Good compression scheme for continued fraction terms?

735 views Asked by At

So I'm implementing a continued fraction library for handling a subset of quadratic integers and rational numbers. Continued fraction terms are represented by unsigned integers. I've noticed the following general patterns when working with continued fractions:

  1. Most terms are small single digit numbers, with 1 being the most common.
  2. Some terms can be enormous, the largest possible for my application is 366 bits, but these are extremely rare.
  3. A large term represents an especially good number approximation, which means there are usually fewer terms overall for a large fraction.
  4. The worst possible continued fraction is the golden ratio, and a rational approximation of that with 366 bits of precision corresponds to roughly 525 1's in a row.
  5. Random rational numbers do not generally have large runs of the same number, but may have two to four in a row, with 1 again the most common.

So I have a limit on both the number of terms and the size of a term, with the number of terms roughly inversely proportional to their size. So storing these terms in machine words or even bytes is usually very wasteful of space, and I still need to handle multi-word arithmetic in the worst case. Given the roughly inverse relationship between term size and number of terms (which both also depend on the size of the fraction's numerator and denominator), I've been trying to find or come up with a good compression scheme so that I don't waste so much space storing the integer terms.

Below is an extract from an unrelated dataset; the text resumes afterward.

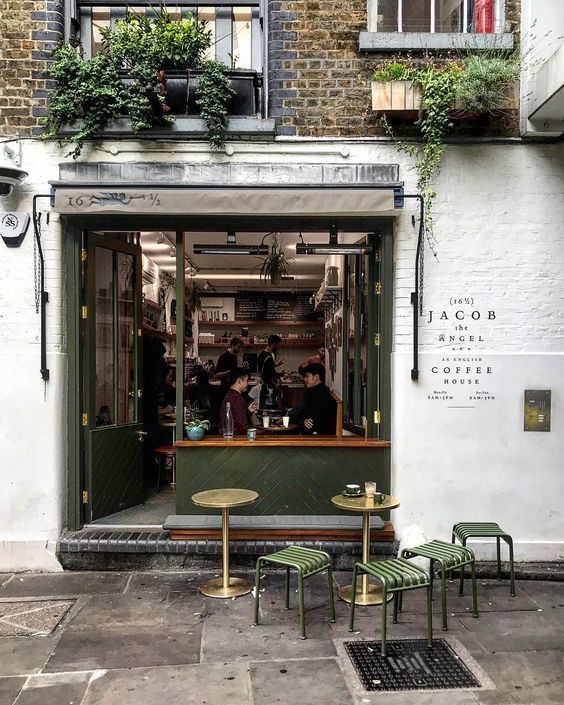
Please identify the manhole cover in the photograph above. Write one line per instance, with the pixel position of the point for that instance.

I've considered Huffman encoding, as the speed of encoding and decoding is nice, but I'm not sure how to come up with the probabilities for the code values. I have a vague intuition that Stern-Brocot Trees might offer a hint, as they are binary trees with a direct relationship to continued fractions.

Does anyone know of a good compression approach for handling lots of small numbers with occasional huge ones where runs of the same number are typically short (but might be long in rare cases)? In particular I need to be able to encode and decode fairly fast (say O(n*lg(n)) is the absolute worst speed I can tolerate, with O(n) or better preferable), and be able to get at the position of individual terms so that I know which term number I'm operating on (fourth term, fifth term, etc).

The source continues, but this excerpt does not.